Blame it on my ADHD, baby.

I’m constantly gnawing my way through my restlessness. It’s getting worse. Flights are getting beyond bad.

Flights are understandably scary. The restlessness however comes from the fact that I am suspended high up in the air, locked in this flying machine, I can’t escape even if I wanted to, there was no way out, until this machine decides to decent.

I understand my own anxiety. The last flight I was in, I felt I was going to explode in mid air. I was contemplating telling the stewardess that I couldn’t be on the plane anymore and that I need to get out. I knew that if I mentioned it, repercussions could be detrimental to other passengers as well. I considered it, and I decided to bury my face in my hands and scream silently.

I really wanted out.

I’m guessing flights are gonna continue being bad unless I rationalize my way out of it. I never suffered this way with flights before, it just seems to be getting worse everyday.

My Attention deficit hyperactivity disorder (ADHD). It’s a mouthful.

Attention, ain’t I a seeker. I can’t help it. I want attention, I seek it, I work towards it and when I finally get it, I shy away from it, cause it’s something I never really wanted in the first place.

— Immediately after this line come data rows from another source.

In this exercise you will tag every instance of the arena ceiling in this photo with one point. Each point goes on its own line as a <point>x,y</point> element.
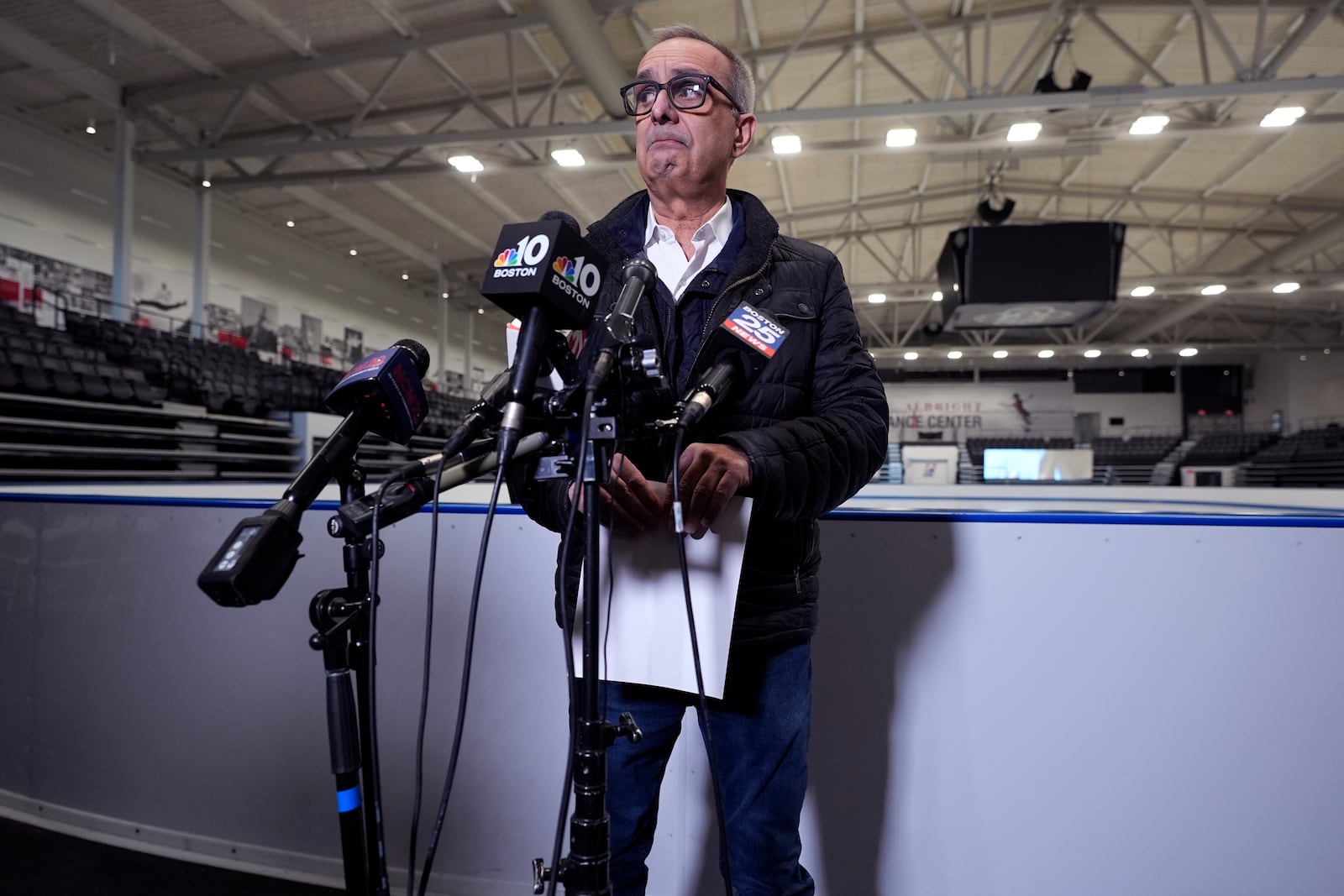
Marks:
<point>344,116</point>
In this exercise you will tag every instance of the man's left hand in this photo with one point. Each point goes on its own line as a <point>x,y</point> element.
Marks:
<point>710,476</point>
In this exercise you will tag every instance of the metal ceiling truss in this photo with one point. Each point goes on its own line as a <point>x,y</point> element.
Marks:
<point>1285,230</point>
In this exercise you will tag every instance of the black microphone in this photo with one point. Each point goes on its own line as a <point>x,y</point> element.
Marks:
<point>382,394</point>
<point>481,416</point>
<point>741,345</point>
<point>638,275</point>
<point>405,499</point>
<point>546,275</point>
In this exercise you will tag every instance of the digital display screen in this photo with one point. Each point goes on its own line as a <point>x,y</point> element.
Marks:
<point>235,550</point>
<point>1038,465</point>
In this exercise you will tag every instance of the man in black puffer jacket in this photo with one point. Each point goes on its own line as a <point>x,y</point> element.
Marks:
<point>804,438</point>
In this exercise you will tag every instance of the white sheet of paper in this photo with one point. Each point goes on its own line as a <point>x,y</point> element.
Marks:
<point>648,640</point>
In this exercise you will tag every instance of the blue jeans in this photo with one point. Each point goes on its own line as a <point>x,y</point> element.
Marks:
<point>759,735</point>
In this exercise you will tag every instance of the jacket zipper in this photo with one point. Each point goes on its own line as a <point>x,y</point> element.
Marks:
<point>714,309</point>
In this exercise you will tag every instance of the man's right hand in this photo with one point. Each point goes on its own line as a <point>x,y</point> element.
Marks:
<point>631,504</point>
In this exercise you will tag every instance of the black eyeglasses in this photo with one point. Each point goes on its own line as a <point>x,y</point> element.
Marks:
<point>685,92</point>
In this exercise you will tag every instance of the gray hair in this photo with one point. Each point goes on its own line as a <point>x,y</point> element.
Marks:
<point>741,86</point>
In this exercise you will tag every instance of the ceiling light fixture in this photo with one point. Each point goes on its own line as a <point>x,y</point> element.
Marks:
<point>465,164</point>
<point>1283,117</point>
<point>902,137</point>
<point>568,157</point>
<point>1146,125</point>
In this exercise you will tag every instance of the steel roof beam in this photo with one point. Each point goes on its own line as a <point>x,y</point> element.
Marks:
<point>338,58</point>
<point>71,73</point>
<point>1129,97</point>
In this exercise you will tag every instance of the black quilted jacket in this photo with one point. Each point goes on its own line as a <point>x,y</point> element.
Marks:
<point>813,426</point>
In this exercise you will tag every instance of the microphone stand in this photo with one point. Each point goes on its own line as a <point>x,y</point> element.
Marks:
<point>340,620</point>
<point>586,871</point>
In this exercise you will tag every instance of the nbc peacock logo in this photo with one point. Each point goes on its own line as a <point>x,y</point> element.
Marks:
<point>564,268</point>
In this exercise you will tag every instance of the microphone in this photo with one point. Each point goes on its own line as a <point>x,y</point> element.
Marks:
<point>382,394</point>
<point>638,275</point>
<point>546,275</point>
<point>407,499</point>
<point>743,344</point>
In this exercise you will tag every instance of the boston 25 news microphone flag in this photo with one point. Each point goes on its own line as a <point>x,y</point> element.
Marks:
<point>741,345</point>
<point>382,394</point>
<point>546,275</point>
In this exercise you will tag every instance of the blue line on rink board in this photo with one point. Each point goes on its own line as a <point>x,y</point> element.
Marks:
<point>1305,517</point>
<point>1077,500</point>
<point>1093,517</point>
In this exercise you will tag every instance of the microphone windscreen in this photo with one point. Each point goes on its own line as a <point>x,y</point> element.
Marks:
<point>564,217</point>
<point>420,355</point>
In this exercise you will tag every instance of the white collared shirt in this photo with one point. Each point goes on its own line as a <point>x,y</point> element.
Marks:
<point>669,258</point>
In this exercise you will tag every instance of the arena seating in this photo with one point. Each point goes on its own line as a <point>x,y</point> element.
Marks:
<point>1129,461</point>
<point>1310,458</point>
<point>104,399</point>
<point>1227,449</point>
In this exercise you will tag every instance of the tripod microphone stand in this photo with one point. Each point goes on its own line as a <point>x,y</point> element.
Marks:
<point>342,621</point>
<point>586,871</point>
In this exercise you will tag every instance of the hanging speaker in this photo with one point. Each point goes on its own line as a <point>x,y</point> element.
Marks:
<point>1030,275</point>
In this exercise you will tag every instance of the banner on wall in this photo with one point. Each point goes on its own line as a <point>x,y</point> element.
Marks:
<point>39,284</point>
<point>161,298</point>
<point>259,324</point>
<point>969,410</point>
<point>354,345</point>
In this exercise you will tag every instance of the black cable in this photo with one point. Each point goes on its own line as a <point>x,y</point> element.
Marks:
<point>429,644</point>
<point>696,658</point>
<point>467,681</point>
<point>376,797</point>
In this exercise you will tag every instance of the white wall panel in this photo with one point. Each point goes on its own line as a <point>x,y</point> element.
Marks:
<point>1047,703</point>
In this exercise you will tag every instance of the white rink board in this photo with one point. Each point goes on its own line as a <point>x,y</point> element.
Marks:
<point>1019,689</point>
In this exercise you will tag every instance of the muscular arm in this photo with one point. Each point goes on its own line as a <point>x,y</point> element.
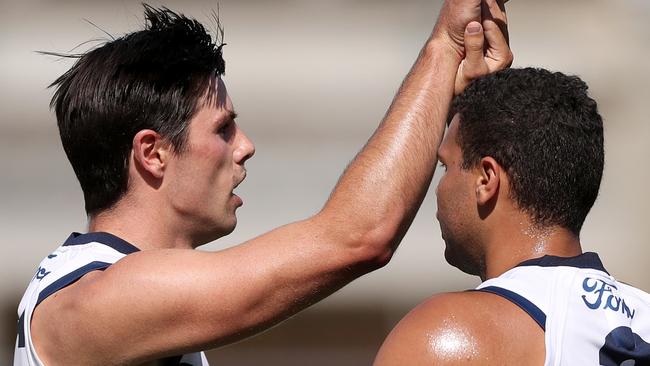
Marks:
<point>160,303</point>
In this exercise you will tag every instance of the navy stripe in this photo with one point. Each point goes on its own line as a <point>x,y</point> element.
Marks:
<point>110,240</point>
<point>70,278</point>
<point>21,330</point>
<point>585,260</point>
<point>536,313</point>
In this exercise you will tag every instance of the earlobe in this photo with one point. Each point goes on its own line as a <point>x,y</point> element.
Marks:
<point>149,152</point>
<point>488,181</point>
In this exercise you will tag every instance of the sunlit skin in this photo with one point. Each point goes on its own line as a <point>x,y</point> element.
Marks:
<point>485,234</point>
<point>196,184</point>
<point>168,300</point>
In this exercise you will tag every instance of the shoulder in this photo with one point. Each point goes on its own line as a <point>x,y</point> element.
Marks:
<point>472,328</point>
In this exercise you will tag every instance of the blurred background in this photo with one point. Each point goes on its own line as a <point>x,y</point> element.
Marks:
<point>310,80</point>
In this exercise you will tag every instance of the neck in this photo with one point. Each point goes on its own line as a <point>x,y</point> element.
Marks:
<point>144,228</point>
<point>510,248</point>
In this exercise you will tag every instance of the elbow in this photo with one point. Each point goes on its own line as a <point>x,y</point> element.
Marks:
<point>374,248</point>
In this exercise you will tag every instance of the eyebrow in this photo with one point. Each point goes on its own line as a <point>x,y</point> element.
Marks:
<point>229,117</point>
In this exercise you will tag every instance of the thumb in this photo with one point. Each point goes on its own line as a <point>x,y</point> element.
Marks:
<point>474,41</point>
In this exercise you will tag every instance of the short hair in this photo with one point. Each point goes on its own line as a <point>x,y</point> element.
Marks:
<point>147,79</point>
<point>545,131</point>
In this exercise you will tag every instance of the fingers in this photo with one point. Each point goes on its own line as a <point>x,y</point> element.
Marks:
<point>495,11</point>
<point>473,65</point>
<point>474,42</point>
<point>498,52</point>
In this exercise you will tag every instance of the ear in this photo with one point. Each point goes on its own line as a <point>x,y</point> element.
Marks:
<point>150,152</point>
<point>488,180</point>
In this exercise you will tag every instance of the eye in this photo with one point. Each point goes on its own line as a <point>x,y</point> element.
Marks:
<point>225,129</point>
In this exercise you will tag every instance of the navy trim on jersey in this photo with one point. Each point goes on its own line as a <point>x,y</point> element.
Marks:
<point>21,330</point>
<point>110,240</point>
<point>585,260</point>
<point>69,279</point>
<point>536,313</point>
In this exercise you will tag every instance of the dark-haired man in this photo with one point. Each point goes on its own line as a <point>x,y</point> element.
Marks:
<point>523,160</point>
<point>150,131</point>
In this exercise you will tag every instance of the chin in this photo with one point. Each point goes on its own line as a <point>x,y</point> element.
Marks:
<point>461,260</point>
<point>214,232</point>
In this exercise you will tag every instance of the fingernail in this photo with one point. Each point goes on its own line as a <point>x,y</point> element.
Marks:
<point>473,27</point>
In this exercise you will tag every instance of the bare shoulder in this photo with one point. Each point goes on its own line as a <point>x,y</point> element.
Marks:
<point>469,328</point>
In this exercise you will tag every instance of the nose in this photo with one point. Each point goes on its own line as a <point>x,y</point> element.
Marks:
<point>245,148</point>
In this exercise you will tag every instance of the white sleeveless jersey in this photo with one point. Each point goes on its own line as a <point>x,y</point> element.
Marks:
<point>79,255</point>
<point>588,317</point>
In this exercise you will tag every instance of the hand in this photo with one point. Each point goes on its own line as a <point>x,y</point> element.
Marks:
<point>481,58</point>
<point>454,16</point>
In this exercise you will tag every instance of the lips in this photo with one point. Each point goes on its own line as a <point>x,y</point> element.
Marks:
<point>240,180</point>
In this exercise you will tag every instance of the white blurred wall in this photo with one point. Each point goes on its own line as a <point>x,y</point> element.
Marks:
<point>311,80</point>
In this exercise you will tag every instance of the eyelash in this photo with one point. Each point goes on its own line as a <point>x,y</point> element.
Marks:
<point>224,129</point>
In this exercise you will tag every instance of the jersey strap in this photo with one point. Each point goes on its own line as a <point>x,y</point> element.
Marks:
<point>535,312</point>
<point>70,278</point>
<point>107,239</point>
<point>585,260</point>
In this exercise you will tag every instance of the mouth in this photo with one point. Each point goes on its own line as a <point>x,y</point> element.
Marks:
<point>240,180</point>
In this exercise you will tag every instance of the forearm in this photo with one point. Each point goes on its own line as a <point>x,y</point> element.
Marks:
<point>381,190</point>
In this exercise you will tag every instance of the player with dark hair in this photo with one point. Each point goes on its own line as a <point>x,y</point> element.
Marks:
<point>523,160</point>
<point>149,128</point>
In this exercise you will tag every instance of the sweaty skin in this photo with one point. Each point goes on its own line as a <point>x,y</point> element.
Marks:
<point>197,300</point>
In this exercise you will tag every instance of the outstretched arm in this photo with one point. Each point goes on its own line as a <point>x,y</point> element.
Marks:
<point>197,300</point>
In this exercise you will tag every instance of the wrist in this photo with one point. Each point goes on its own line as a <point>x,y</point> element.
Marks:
<point>439,44</point>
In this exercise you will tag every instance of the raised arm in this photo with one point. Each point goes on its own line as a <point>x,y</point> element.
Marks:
<point>159,303</point>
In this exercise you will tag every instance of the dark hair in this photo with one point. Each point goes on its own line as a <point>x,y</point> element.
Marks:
<point>148,79</point>
<point>545,131</point>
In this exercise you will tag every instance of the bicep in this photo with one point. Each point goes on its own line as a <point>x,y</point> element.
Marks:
<point>164,302</point>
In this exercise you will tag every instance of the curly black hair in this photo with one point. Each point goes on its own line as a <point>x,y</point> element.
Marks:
<point>545,131</point>
<point>148,79</point>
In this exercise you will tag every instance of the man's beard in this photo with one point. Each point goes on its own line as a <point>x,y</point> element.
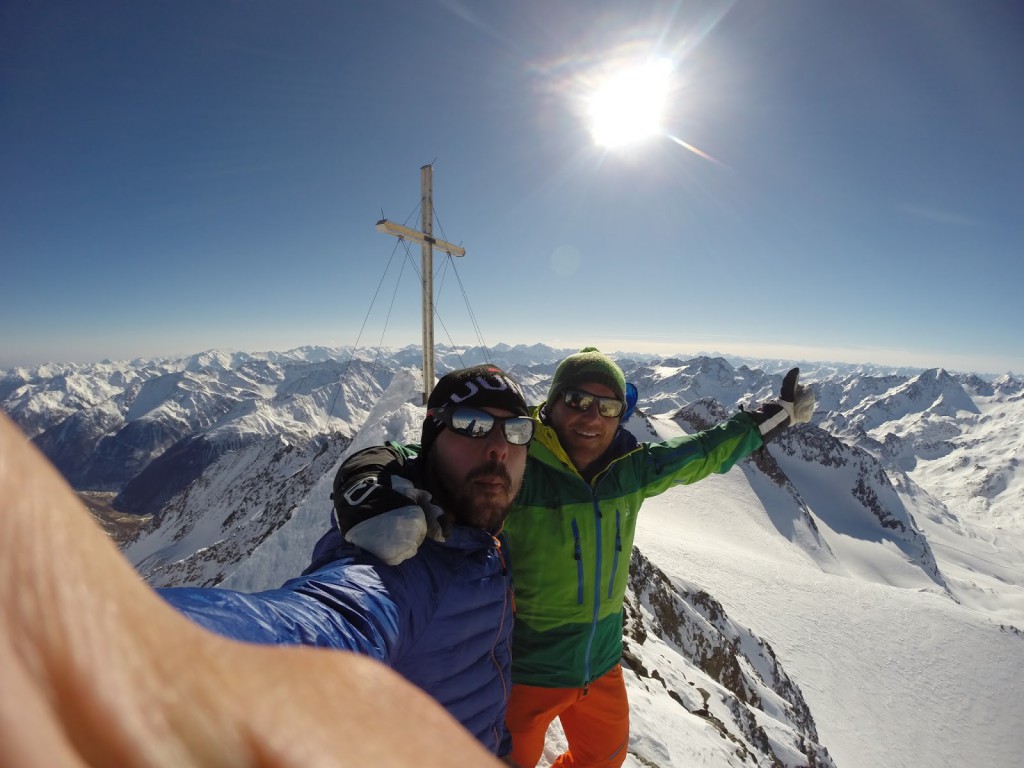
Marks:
<point>483,506</point>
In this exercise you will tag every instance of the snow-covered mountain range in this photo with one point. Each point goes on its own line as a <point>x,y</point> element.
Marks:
<point>903,499</point>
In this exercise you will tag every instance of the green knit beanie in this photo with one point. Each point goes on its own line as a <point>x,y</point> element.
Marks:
<point>588,367</point>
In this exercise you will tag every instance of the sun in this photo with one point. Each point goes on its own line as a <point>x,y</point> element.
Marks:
<point>629,105</point>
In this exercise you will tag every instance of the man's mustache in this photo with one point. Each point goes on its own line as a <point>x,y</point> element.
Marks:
<point>492,470</point>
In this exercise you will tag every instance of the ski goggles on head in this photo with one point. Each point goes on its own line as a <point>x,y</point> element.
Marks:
<point>578,399</point>
<point>471,422</point>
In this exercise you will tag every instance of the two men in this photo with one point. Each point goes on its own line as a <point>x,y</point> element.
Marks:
<point>98,671</point>
<point>570,534</point>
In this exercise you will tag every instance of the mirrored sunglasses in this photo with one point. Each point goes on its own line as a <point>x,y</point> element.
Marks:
<point>578,399</point>
<point>471,422</point>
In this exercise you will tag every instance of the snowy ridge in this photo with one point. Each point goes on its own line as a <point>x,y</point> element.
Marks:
<point>846,597</point>
<point>680,643</point>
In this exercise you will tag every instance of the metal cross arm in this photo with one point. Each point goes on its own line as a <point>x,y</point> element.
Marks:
<point>404,232</point>
<point>427,244</point>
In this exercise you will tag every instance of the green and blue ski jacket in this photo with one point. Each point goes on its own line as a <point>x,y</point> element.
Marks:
<point>570,541</point>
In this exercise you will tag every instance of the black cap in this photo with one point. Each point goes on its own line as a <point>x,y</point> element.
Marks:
<point>479,386</point>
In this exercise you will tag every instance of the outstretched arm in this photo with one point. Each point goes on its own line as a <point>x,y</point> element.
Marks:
<point>98,671</point>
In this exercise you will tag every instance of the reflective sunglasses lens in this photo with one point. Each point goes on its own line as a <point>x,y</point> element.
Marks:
<point>470,422</point>
<point>606,407</point>
<point>609,407</point>
<point>518,430</point>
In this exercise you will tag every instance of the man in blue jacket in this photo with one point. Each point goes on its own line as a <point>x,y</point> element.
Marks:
<point>442,617</point>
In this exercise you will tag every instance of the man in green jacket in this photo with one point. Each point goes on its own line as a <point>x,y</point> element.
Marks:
<point>570,534</point>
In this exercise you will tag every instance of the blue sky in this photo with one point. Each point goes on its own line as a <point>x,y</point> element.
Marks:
<point>179,176</point>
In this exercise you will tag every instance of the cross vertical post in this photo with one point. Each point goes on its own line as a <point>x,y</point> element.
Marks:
<point>427,245</point>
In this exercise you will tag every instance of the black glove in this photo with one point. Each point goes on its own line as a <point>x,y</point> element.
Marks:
<point>380,510</point>
<point>795,406</point>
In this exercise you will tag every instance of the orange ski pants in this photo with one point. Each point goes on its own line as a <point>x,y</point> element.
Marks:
<point>596,722</point>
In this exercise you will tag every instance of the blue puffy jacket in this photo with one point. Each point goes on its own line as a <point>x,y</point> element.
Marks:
<point>441,619</point>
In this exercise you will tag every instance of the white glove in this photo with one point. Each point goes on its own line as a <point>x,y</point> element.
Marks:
<point>396,535</point>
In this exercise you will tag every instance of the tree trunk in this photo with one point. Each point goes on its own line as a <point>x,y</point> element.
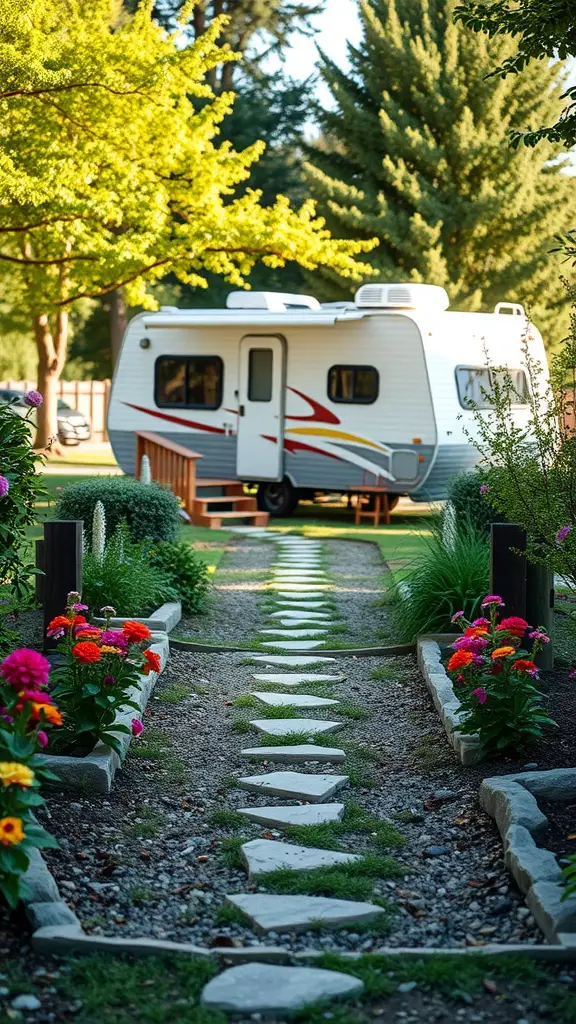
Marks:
<point>51,358</point>
<point>118,323</point>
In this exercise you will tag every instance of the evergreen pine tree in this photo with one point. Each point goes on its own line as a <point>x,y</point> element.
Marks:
<point>416,153</point>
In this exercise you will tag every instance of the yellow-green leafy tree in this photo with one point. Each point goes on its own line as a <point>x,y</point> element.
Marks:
<point>112,176</point>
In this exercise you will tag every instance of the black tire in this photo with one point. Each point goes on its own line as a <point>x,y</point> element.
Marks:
<point>278,499</point>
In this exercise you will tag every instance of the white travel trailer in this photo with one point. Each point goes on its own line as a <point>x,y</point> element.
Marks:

Deficit, well give me no attention and I explode like a ball of flame. It’s been engrained in me, what can I do.

Hyperactivity, oh lord yes. You lay beside me asleep, and I feel like my world is ending. The walls are crashing down on me, the celling is closing in, my world is getting smaller and soon will press on my face and squish my soul out. I can’t sleep, cause even then, I somehow want attention, lord what is wrong with me.
My fingers, can never be left alone, my pen is caught somewhere in between them, or it’s twisting something, or it’s being being bitten. I’m fidgeting, all the time.

Not many people understand this. They don’t take the time to understand a persons mind, and how it processes things differently.

Although, I’ll give anything to be able to calm down. I’ll give anything to be able to not frantically search for something to fidget with.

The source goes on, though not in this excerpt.